Feature limitations¶
No player-level or squad composition features
The current feature set is team-level only. Player absences (injury, suspension), transfer activity, and squad rotation have measurable effects on outcomes but are not yet modelled. This is a known gap and a planned improvement.
No live table / league position at prediction time
League table position at the time of prediction requires a careful point-in-time join to avoid using future standings. This join is not yet implemented safely. Adding it incorrectly would be a leakage risk.
H2H features are sparse for infrequently-meeting teams
Head-to-head rolling statistics are reliable only for teams with sufficient historical meetings. Rarely-meeting clubs (across-league cup ties, newly promoted teams) will have near-zero coverage for H2H features.
Validation and calibration limitations¶
No per-competition metric breakdown
Validation metrics are reported on the full held-out test set. A breakdown by competition type (e.g., top-flight vs. lower division, men's vs. women's) is not yet implemented. Different competition types may have systematically different calibration quality.
Single model per serving path
The serving path exposes one registered model. There is no A/B testing infrastructure or shadow-mode evaluation in place. New model versions can only be compared via offline metrics before promotion.

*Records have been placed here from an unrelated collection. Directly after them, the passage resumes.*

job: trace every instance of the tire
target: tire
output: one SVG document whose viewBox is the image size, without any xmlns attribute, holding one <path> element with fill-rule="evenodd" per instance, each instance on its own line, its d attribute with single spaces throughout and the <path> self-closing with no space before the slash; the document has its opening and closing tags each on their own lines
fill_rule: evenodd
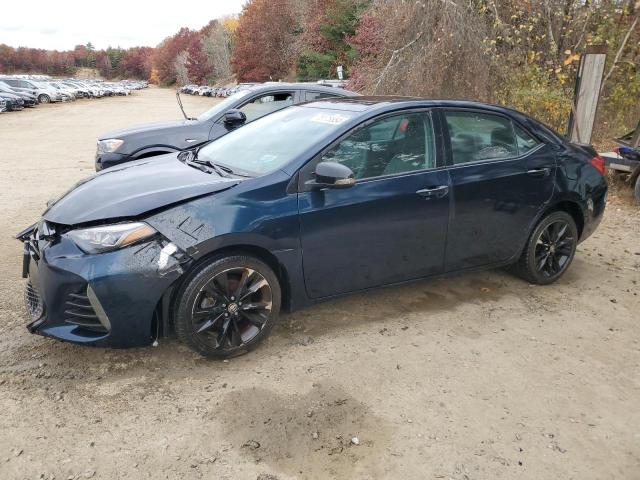
<svg viewBox="0 0 640 480">
<path fill-rule="evenodd" d="M 176 334 L 205 357 L 238 356 L 269 335 L 280 302 L 278 277 L 267 264 L 246 255 L 215 257 L 180 288 L 174 302 Z"/>
<path fill-rule="evenodd" d="M 640 175 L 636 177 L 636 186 L 633 191 L 633 195 L 636 198 L 636 203 L 640 205 Z"/>
<path fill-rule="evenodd" d="M 51 97 L 49 97 L 49 95 L 41 93 L 40 95 L 38 95 L 38 101 L 40 103 L 51 103 Z"/>
<path fill-rule="evenodd" d="M 552 212 L 533 229 L 513 271 L 529 283 L 549 285 L 567 271 L 577 245 L 578 228 L 573 217 L 566 212 Z"/>
</svg>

Post-hoc calibration is optional, not yet default
Calibrated classifier wrapping (CalibratedClassifierCV) is implemented in final_train
but is not yet a required step in the pipeline. Whether calibration is applied depends on
the calibration_config passed to make_final_train_run.
Serving-related ML limitations¶
Feature freshness at inference
The serving layer reads pre-computed features from data/predictions/match_features.parquet
(populated by the batch_inference DVC stage). If the pipeline has not run since the last
matches were played, the features may be stale. There is no feature freshness guarantee or
freshness check at request time.
Cold-start latency after pod restart
The model is lazy-loaded on first inference request after a worker restart (~1–2 s). Subsequent requests use the cached model. This is a known operational characteristic, not a model defect.
No online feature store
Features are file-based Parquet artifacts. For time-sensitive or high-frequency use cases a dedicated online feature store would be needed. This is not required at current scale.
Justified future improvements¶
These improvements are concrete, causally linked to the limitations above, and ordered by impact on model quality.
| Improvement | Limitation addressed | Priority |
|---|---|---|
| Player-level and injury features | Data / feature gap — measurable outcome effect | High |
| Per-competition metric breakdown | Validation gap — calibration may differ by tier | Medium |
| Automated promotion policy | Registry gap — manual gate is operationally fragile | Near-term |
| Live table position feature (safe join) | Feature gap — league position signal | Medium |
| Feature freshness check at inference | Serving reliability gap | Medium |
| A/B testing / shadow serving | Serving gap — no live evaluation of challengers | Medium |
| Calibration as default pipeline step | Calibration gap — ECE currently not enforced | Medium |
Items not listed here (e.g., streaming ingestion, transformer architectures, ensemble stacking) are exploratory or long-term and are tracked in Architecture: Roadmap rather than this page.